Als ich aufwachte, rührte ich mich nicht. Eine neue Präsenz im Zimmer hatte mich geweckt.
"Dein Herz verrät dich." Shu. Als Vampir bemerkte er die kleine Veränderung vom Schlaf zum Aufwachen leichter. Im nächsten Herzschlag war er über mir. Ich schlug die Augen auf. Ein wenig mehr Zeit und ich konnte ihn von den anderen unterscheiden, bevor ich sie mit menschlichen Sinnen wahrnahm.
"Was hast du vor?"
Obwohl es dank der Vorhänge dunkel im Zimmer war, sah ich ein Paar weißer Eckzähne aufblitzen.
"Ich bin durstig. Dein Blut hat etwas an sich, das nach mir verlangt. Dabei hat es nie deine Haut benetzt, seit du durch die Tür gekommen bist. Es ist höchste Zeit das zu ändern." 'Ich bin seit einem Tag hier.' Ich öffnete den Mund, um ihm zu sagen, dass ich keine Opferbraut war und er sich nicht einfach von mir nehmen konnte was er wollte, aber ich hielt inne, bevor mir die Worte über die Lippen kamen. Es war viel lustiger, wenn er durch Zufall herausfand, wer ich war. Erschütternder, aber vor allem beeindruckender, wenn er mich vorher maßlos unterschätzte. "Ich werde dir eine ganz neue Welt zeigen", raunte er.
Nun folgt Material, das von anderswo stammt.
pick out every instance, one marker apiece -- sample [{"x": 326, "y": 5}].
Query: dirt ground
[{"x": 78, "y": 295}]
Also schloss ich den Mund, ohne etwas zu sagen und rang das kurz aufflatternde Vergnügen nieder, bevor er es bemerken konnte, nur um im nächsten Moment überrascht an die Decke zu starren. Das war neu. Kalter Atem an meinem Hals war die einzige Vorwarnung, bevor sich Zähne in meine Halsbeuge bohrten. Ich unterdrückte ein Zischen, als der Schmerz aufflammte, über meinen Hals und bis zur Schulter zog. Die wenigen ersten Sekunden fühlte es sich an wie kleine Nadelstiche, dann gewöhnte ich mich an den Schmerz und er ebbte ab. Hätte es nicht so sehr an meinem Stolz gekratzt, dass Shu dachte, er könne sich mein Blut auch einfach gegen meinen Willen nehmen, hätte es vielleicht sogar auf seltsam aufregende Art interessant sein können. Shu löste sich nach wenigen Schlucken und seine Augen glühten in der Dunkelheit, als sie sich in meine bohrten. Erstaunt über die Intensität des Blicks, starrte ich zurück. Shu fuhr sich mit der Zunge über die Zähne, als versuchte er die Erinnerung an den Geschmack meines Blutes aufzufrischen und ein zu flüchtiger Ausdruck, als dass ich ihn hätte deuten können, flackerte über sein Gesicht. Seine Augen zuckten zu der Bisswunde an meinem Hals und ich rechnete damit, dass er erneut zubeißen würde, als er sich vorlehnte, aber dann stieß er sich plötzlich vom Bett ab und löste sich in Luft auf. Das Zimmer war leer, seine Präsenz verschwunden und mit ihr das vorfreudige Vergnügen.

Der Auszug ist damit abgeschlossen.